Tuesday, 18 April 2017

Time for a Defrag?

Your computer's running a little slow... You decide to do a defrag because you've heard this may speed up your PC... But... Do you know what a defrag is? If the answer's no then read on...


I like to explain defrag using this simple analogy... Think of Windows as a very untidy store keeper who looks after your files.. A file gets accessed then handed back to the store keeper who instead of packing it away neatly takes your files and just randomly throws it back in to the store anywhere. Now within reason this isn't such a bad thing as your hard drive (the store keeper) is pretty good at accessing files very quickly, but... let's imagine another store keeper takes over for the day and he decides that he will store files that are related to one another closely together making them easier and quicker to find, overall wouldn't this speed up the whole file accessing process? That's what a defrag does (in very simple terms). 





Now for the conventional explanation... In the maintenance of file systemsdefragmentation is a process that reduces the amount of fragmentation. It does this by physically organizing the contents of the mass storage device used to store files into the smallest number of contiguous regions (fragments). It also attempts to create larger regions of free space using compaction to impede the return of fragmentation. Some defragmentation utilities try to keep smaller files within a single directory together, as they are often accessed in sequence. https://en.wikipedia.org/wiki/Defragmentation



The defragmentation process.


How often should I run a defrag? In most modern versions of Windows defrag runs with other maintenance programs in the background at preset times so you shouldn't really need to run the defragmentation program manually but it wouldn't do any harm.

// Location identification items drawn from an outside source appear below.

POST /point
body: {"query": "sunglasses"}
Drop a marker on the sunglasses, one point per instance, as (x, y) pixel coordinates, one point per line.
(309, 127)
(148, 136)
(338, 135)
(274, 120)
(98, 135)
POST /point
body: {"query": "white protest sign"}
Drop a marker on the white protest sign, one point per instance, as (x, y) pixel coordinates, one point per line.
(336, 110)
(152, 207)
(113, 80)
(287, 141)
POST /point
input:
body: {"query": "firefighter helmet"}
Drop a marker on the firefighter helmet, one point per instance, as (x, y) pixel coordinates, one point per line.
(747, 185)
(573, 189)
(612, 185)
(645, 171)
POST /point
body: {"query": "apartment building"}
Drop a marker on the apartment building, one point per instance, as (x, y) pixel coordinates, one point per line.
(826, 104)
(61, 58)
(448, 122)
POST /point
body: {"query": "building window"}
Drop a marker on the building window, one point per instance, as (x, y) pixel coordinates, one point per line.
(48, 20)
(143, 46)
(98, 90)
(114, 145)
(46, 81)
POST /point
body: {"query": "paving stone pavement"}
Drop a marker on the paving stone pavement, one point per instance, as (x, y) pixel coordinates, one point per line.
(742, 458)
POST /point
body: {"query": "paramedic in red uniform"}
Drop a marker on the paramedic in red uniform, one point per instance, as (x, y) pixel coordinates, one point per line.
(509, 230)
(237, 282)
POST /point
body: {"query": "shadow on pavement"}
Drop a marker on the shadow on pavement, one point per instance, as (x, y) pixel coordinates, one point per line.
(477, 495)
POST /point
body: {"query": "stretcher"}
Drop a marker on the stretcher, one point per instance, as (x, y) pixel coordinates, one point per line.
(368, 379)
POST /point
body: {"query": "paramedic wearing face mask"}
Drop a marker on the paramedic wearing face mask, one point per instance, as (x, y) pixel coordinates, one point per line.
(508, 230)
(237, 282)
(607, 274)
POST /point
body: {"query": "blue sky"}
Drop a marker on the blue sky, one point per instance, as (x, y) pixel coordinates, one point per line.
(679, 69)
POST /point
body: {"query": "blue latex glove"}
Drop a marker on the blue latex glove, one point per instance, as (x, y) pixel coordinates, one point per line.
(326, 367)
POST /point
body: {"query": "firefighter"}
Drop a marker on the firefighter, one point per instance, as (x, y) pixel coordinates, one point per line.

But my computer's running slowly, shouldn't I run a defrag? In most cases your computer will be running slowly due to some other reason. Today's computers are much faster than the beige boxes of Windows 95 and Windows 98, the problem is much more likely to be caused by bloated software, driver issues or even Malware.

Do I need to defrag my Apple Mac? No Macs use a completely different type of file system called Darwin a distribution of Unix built by Apple to work with OS X and macOS.